Quinton> Yes any open source project may decide to apply to donate their project to the CNCF.  If accepted by the TOC, they get a neutral home within which to collaborate, governance and other help from the CNCF, and the users of and contributors to the project get a level of assurance that the project will continue to operate as per the principles set out by the CNCF, its TOC, board etc.  Some projects choose to do that, and others do not.  Either way is fine. 

At the time when Rook was incubated in to the CNCF, Kubernetes wasn't the de facto container orchestration system, and so it made sense to promote projects that encouraged new types of workloads to run on top of Kubernetes.
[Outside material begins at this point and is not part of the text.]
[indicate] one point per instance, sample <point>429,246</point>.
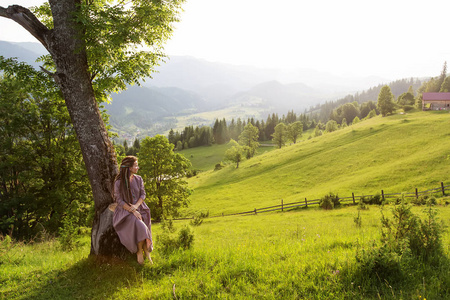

That is no longer a concern, and given the diversity of projects in this space I don't see the benefit of promoting specific block and file storage implementations within the CNCF ecosystem.

Quinton> See above. Note that this is not an attempt to promote one project above another.  Any project may apply.  To my knowledge, none of the examples you gave have (yet) chosen to do so.

I want to stress that the team behind OpenEBS (at MayaData) is wonderful, and have been strong supports of the CNCF and Kubernetes. But at the same time I want to make sure we act intentionally within the CNCF for the clear benefit of users. And, at the very least, we should establish a clear strategy for adopting new projects in this space.

Quinton> I think that strategy is fairly clearly laid out above, and in other supporting CNCF docs. I'd be happy to hop on a call with you and anyone else who's interested to discuss further if there's a desire to do so.  Or we could just add it to the agenda for the next working group meeting in 2 weeks time.